This was Bixler’s first bathroom removal. According to the 35-year-old she is usually called to remove the insects from sheds, roofs and other outdoor areas. She said the bees were extra aggressive in the bathroom, and she had to put on more protective clothing after she was stung a couple times.
Since posting the video to TikTok, the bee removal video has gotten over 700K likes.
According to Stefanie and Dan Graham, the bee removal took over five hours and cost them $800, which wasn’t covered by insurance. Bixler told them to stay away since there were so many insects, but Mrs. Graham couldn’t help but sneak a peek at the strange infestation.
The mother of two said her family wasn’t afraid of all the bees in their home. They had gotten used to them living there, especially after a couple stings. According to Graham, she thinks that prior work on the roof might have caused little holes that allowed the bees into their home.
Two years before, Mr. Graham had ripped out the same shower wall and removed a much smaller hive. Experts believe the smell from that hive caused the new bees to build their home in the Graham’s shower.
To remove the insects, Elisha Bixler used a thermal heat gun to locate the hive under the wall. According to Bixler, a typical beehive measures around 96 degrees. After removing the tile, she searched through the insects to find the queen, and quickly put her into a box.
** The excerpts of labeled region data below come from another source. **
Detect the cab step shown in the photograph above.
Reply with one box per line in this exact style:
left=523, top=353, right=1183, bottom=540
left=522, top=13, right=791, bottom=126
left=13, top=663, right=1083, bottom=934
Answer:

Without their queen in the hive, the other bees automatically followed the box and removed themselves from the wall. It is their nature to follow their queen. She also used a special gun to suck up any bees that were left behind in the bathroom wall. After they were gone, Bixler was able to remove the honeycomb and pack everything up to take to her farm.
According to Bixler, she will be relocating the hive so that they won’t be disturbed by other renovation projects. She will also be taking care of any sick bees in the hive and bringing back some of the honey so they can start their home again.
The 35-year-old left some of the honey with the Grahams so they can eat it and remember their bizarre bathroom guests.